At the end of last year, we hired a development team to build us a new shopping cart to replace our current one. Our current cart worked fine, but is very slow and was written in Java, and thus was not able to be edited or modified from a source-code level because neither me nor my coworker know Java (and we don’t want to either). The new cart is being written in JavaScript using ReactJS+Redux+RxJS for the front end and Feathers for the backend. This is good because I already know React, and I can learn the other technologies easily enough, given time. About a month ago, I was added to the daily meeting schedule of this dev team and have been working with them almost daily.

It’s been difficult for us to work with them, though, because they have a larger team than us, and thus use a more structured approach to development, namely Agile. Since my coworker and I are just a two-man team, we don’t have a structure like that because we can simply work to get things done quickly whenever we want. This lack of structure and order has clearly been irritating to the other dev team, but Agile would only slow us down.

Fortunately it’s not too much of a problem, but it has led to some holdups. Earlier in the development timeline, they were waiting on us to deliver an API for our until-recently nonexistent Product Database so they could pull product data, but we were trying to figure out a sustainable way to build product packages in our database so they could be maintained better than they currently were. It took a long time, but we finally got the system up and running for them, and they were able to resume development. The frustrating thing was that it felt like they weren’t doing other things that clearly needed doing that could be done without the product database being finished.

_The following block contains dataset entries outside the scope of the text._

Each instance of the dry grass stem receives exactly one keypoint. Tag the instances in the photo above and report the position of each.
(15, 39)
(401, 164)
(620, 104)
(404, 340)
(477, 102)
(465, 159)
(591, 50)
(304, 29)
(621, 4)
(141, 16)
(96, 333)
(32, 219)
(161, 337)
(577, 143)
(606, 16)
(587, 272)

Unfortunately, that attitude and feeling is mainly because we don’t use their development structure—for them, it takes a lot of extra planning and work to even prepare to do things where my coworker and I would be able to simply start working on things and figure it out as we went! We’re on a speedboat while they’re on a battleship, and there are good things about each. It’s been difficult and tricky, but we’ve finally found a way to work together. They’re able to work on other things while we prepare backend and API tools for them to use when they reach where we are. Our speed allows us to prepare for their arrival, and so far it seems to be working out nicely!

I just hope that it’s enough to get them to where we need them to be by October when we finish working with them and take over their project ourselves… Time will tell, I guess.